We'll be creating these chunks from text documents.

In reality, we'll want to accommodate giving some PDF's as a document set to fine-tune on. We'll use pdfminer to read PDFs and extract their text content. Then we'll process this text into appropriate chunks for training.

In [None]:
def extract_text_from_pdfs(pdf_paths: List[str]) -> List[str]:
    """
    Extract text from multiple PDF files.

    Args:
        pdf_paths: List of paths to PDF files

    Returns:
        List of extracted text documents
    """
    all_texts = []

    for path in pdf_paths:
        try:
            text = extract_text(path)
            all_texts.append(text)
            print(f"Successfully processed: {path}")

        except Exception as e:
            print(f"Error processing {path}: {str(e)}")

    return all_texts

Academic papers often contain a lot of irregular, non-text components. Between images, captions, references, etc, there's a lot that can confuse the model if we aren't careful to remove it. So here, we'll write a function that cleans our text after we read it, attempting to remove as many of these artifacts as possible.

In [None]:
def clean_academic_text(text: str) -> str:
    """
    Clean academic text with improved word separation.
    """
    if not text or not isinstance(text, str):
        return ""

    original_length = len(text)

    # First clean pass - basic normalization
    text = text.strip()
    text = re.sub(r'\s+', ' ', text)  # Normalize whitespace

    # Fix incorrectly joined words
    # Look for patterns like "wordWord" or "word-Word"
    text = re.sub(r'([a-z])([A-Z])', r'\1 \2', text)  # Split "wordWord"
    text = re.sub(r'([a-z])-\s*([a-z])', r'\1\2', text)  # Join "wo rd"
    text = re.sub(r'\s*-\s*', '-', text)  # Clean up hyphens

    # Fix common academic text patterns
    patterns = {
        r'(?<=\w)\.(?=\w)': '. ',  # Add space after period between words
        r'(?<=\w)\s+\(': ' (',      # Fix spacing around parentheses
        r'\)\s+(?=\w)': ') ',
        r'(?<=\d),(?=\d)': ', ',    # Add space after comma between numbers
        r'(?<=[a-z])(?=\d)': ' ',   # Add space between letters and numbers
    }

    for pattern, replacement in patterns.items():
        text = re.sub(pattern, replacement, text)
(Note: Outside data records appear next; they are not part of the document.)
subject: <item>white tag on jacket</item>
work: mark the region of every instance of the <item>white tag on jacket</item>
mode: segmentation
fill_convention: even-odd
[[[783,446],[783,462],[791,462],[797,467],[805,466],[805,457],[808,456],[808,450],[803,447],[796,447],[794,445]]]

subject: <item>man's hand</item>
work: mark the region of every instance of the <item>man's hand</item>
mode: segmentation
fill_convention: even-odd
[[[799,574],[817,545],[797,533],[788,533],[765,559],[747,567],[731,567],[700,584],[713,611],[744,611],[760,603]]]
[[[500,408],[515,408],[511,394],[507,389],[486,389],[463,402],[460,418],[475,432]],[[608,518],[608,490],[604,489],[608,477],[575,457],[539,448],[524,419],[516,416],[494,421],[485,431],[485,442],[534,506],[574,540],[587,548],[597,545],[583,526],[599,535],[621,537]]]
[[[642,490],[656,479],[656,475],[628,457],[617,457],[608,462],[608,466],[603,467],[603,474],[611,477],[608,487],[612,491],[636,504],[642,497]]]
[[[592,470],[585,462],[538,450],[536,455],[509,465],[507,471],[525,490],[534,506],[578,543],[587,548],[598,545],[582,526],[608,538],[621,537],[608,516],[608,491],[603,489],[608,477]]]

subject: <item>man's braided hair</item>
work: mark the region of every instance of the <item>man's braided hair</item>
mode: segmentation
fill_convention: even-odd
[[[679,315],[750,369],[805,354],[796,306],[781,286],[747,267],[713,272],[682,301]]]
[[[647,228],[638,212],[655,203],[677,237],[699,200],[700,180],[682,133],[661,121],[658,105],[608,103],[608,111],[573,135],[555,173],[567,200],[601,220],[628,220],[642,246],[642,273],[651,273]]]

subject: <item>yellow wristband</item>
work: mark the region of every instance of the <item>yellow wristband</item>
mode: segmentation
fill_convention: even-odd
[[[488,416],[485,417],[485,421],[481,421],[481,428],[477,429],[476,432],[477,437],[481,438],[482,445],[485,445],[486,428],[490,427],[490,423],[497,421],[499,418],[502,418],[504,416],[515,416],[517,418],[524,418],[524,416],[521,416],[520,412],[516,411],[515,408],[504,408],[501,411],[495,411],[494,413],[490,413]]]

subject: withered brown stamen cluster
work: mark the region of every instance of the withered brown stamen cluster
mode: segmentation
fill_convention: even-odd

    # Remove common PDF artifacts
    artifacts = [
        r'Fig\.\s*\d+',
        r'Figure\s*\d+:?.*?\n',
        r'Table\s*\d+:?.*?\n',
        r'\[\d+(?:,\s*\d+)*\]',     # Citations [1] or [1,2,3]
        r'\(\w+\s+et\s+al\.,\s+\d{4}\)',  # Citations (Author et al., 2020)
        r'References.*$',            # Remove references section
        r'Bibliography.*$',
    ]

    for pattern in artifacts:
        text = re.sub(pattern, ' ', text)

    # Final cleanup
    text = re.sub(r'\s+', ' ', text)  # Normalize spaces again
    text = text.strip()

    # Print sample before/after for verification
    print("\nSample text cleaning comparison:")
    print("Original first 100 chars:", text[:100])
    sample_cleaned = text[:100]
    print("Cleaned first 100 chars:", sample_cleaned)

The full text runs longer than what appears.